The company in question was UK-headquartered but had significant operations in North America, Western Europe and the Asia Pacific region. Cultural aspects of the implementation were therefore particularly important, especially as the company had recently been de-merged from a major global corporation.

Business continuity and overall risk management objectives

Having worked as a loose federation of operating companies within a larger group, the company's executives were keen to develop a culture for the new organisation focused on a greater element of consistency and sharing of best practice. They inherited relatively few processes from their previous parent and had recently appointed a risk manager with a strong quality and health and safety management background to drive improvement. However, they felt the need for support in developing an approach to corporate risk management.

Executive directors had a vision for putting in place a simple and practical approach to corporate governance, focused on addressing the key risks facing the group. The development of a group risk register and risk management strategy were important precursors to addressing tangible and significant operational risk issues.

A risk management strategy was defined, capturing a practical framework for implementation with clearly defined roles and responsibilities for risk management at all levels. Action plans were agreed to ensure key risks identified were appropriately addressed and accountabilities taken for improvement plans. Key risks identified and presented to executive management included global supply chain exposures. A consistent business continuity management approach was therefore identified as a key element of a strong enterprise risk management implementation.

Adopting a consistent approach to business continuity

The need for effective business continuity management was identified, particularly as the group had inherited a series of onerous risk improvement actions from property insurers that did not directly relate to the key business exposures. The company sought to put in place a framework for managing supply chain exposures, and there were a number of drivers for needing to adopt such an approach across all sites within the business including:

- implementation of a Lean Six Sigma programme with significant pressure to reduce working capital and improve cash generation

- drive for procurement efficiencies by rationalisation of raw material sourcing

- increasing business interruption insurance programme costs

- increasing formal requests from customers to demonstrate resilience of supply arrangements as part of customer service expectations.
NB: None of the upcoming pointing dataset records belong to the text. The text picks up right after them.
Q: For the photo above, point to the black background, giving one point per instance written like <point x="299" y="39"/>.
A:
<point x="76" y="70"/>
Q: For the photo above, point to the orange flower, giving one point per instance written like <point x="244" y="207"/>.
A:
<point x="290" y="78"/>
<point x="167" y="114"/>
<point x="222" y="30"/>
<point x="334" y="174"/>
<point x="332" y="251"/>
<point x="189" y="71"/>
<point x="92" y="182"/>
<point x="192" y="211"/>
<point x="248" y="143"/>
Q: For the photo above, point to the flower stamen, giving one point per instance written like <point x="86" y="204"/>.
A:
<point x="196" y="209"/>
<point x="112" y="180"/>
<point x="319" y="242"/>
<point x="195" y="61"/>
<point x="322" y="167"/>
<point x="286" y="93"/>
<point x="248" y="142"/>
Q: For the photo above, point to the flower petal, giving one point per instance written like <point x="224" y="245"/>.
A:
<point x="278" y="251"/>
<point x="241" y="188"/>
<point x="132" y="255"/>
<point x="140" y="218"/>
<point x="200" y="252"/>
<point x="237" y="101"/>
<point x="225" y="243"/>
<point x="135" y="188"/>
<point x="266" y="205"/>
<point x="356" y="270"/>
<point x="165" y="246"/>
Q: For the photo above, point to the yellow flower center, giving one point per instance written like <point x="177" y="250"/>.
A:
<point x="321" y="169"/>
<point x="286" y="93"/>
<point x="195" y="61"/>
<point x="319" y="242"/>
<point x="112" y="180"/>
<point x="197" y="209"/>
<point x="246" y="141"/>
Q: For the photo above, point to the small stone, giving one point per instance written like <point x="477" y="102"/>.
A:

It was important to put in place a robust and consistent framework for evaluating the implications of inventory-reduction and sourcing rationalisation projects on business risk and efficiency. The project needed to engage with procurement, quality, manufacturing and risk management personnel to ensure a successful enterprise-wide solution. The aim was to provide practical actions to support these initiatives by ensuring business continuity arrangements were sufficiently robust to allow this to proceed without impacting customer service.

Establishing clear priorities

The framework adopted for business continuity for the group emphasised the need to prioritise limited resources. The company had a large global product range, consisting of over 500 individual product specifications. This portfolio was considered to be too large to manage in a crisis situation. Therefore senior executives were asked to prioritise products based on three simple criteria:

(a) consolidated gross margin contribution to the group
(b) criticality of the product to key global customers
(c) strategic importance of a particular product to the viability of the total product range.
Products were classified into three categories:
category 1 Strategic products: must be recovered
category 2 Important products: recovery should be attempted
category 3 Non-strategic product: no recovery should be considered.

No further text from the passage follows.